Cette promesse va au-delà de l’écologie comme contrainte : c’est une vision positive et régénérative. L’architecture ne doit pas seulement limiter ses impacts, mais devenir un acteur du vivant. Elle peut produire de l’air plus pur, favoriser les pollinisateurs, améliorer la santé, générer du lien social. Dans un monde urbain en quête de sens, je crois que notre rôle est de concevoir des lieux capables de soigner la ville, de l’apaiser et de redonner aux habitants une relation sensible avec leur environnement.
A+E // Ǫuels horizons aimeriez-vous explorer demain, qu’il s’agisse de nouveaux programmes, matériaux ou territoires ?
M.R. : Je veux développer des programmes hybrides mêlant habitat, travail, agriculture urbaine et santé ; approfondir l’usage des matériaux biosourcés et du réemploi ; et investir les territoires de lisière, périphériques, franges métropolitaines, zones portuaires, pour les transformer en paysages habités et fertiles.
Au-delà de ces pistes, ma vision est celle d’une ville-écosystème, où la présence massive de nature n’est pas un luxe mais une nécessité vitale. Une ville où l’on vit au quotidien dans un rapport constant avec le vivant, où chaque rue, chaque toiture, chaque façade peut devenir fertile. Cette immersion dans la nature n’a rien de décoratif : elle procure de l’apaisement, améliore la santé, régule les microclimats et rétablit une qualité de vie perdue dans les métropoles contemporaines.
Cela passe par des espaces publics partagés, généreux et accessibles, des projets culturels ancrés dans la ville et ouverts à tous, et des lieux de vie hybrides qui décloisonnent les usages.
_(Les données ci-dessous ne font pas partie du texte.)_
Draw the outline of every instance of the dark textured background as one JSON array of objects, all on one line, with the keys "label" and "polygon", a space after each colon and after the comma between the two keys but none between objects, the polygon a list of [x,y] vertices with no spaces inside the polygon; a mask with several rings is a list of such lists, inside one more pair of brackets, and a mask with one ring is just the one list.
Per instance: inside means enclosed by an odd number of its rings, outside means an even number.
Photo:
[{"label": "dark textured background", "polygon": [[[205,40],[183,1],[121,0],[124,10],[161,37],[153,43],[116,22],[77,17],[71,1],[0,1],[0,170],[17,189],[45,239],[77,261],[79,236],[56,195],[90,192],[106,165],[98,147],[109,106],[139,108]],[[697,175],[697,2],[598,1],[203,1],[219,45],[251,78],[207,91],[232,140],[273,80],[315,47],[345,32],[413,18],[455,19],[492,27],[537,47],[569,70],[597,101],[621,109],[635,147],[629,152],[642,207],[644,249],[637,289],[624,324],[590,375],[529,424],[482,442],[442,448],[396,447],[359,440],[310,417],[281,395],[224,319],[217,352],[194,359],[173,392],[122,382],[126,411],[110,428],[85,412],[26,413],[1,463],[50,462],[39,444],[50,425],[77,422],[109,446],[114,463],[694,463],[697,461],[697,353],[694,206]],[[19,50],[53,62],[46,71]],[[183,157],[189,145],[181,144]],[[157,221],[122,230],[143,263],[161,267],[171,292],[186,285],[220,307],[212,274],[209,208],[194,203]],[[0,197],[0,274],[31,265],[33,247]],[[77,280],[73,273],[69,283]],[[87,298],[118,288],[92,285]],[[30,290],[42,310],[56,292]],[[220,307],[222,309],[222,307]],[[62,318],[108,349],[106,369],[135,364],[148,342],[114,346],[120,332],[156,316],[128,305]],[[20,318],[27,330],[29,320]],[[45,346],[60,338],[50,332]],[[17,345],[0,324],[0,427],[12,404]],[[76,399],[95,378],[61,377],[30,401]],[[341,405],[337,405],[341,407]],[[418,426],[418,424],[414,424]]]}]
Habiter, travailler, apprendre, se cultiver, se soigner et se rencontrer doivent pouvoir coexister dans un même écosystème urbain. Les projets que nous concevons cherchent à incarner cette mixité, où l’architecture ne sépare plus mais relie, où elle devient un milieu de vie complet.
A+E // Enfin, quand on entre dans l’un de vos bâtiments, qu’aimeriez-vous que l’on ressente avant tout ?
M.R. : Mes bâtiments ne sont pas des objets, ce sont des paysages habités. J’aimerais que l’on ressente la sensation d’entrer dans un paysage habité plutôt que dans un simple bâtiment. Ǫue l’air y circule comme dans une clairière, que la lumière filtre comme à travers des feuillages, que les matières et la présence du végétal procurent un apaisement immédiat.
Mes projets ne cherchent pas seulement à protéger mais à offrir une expérience sensible : la fraîcheur de l’ombre, la douceur d’une matière, le parfum d’une plante, le son de l’eau ou du vent. Ce sont des lieux de résonance, où chacun retrouve quelque chose d’intime, le souvenir d’un jardin, d’une médina, d’un horizon.
Plus qu’un geste architectural, je souhaite créer des espaces qui apaisent et relient : relier les habitants entre eux par des lieux partagés, relier la ville à la nature par des continuités fertiles, et reliés chacun à ses propres émotions. Si l’on ressort avec la sensation d’avoir vécu un instant de calme, de beauté et de connexion à soi-même, aux autres et au vivant, alors l’architecture a atteint son but.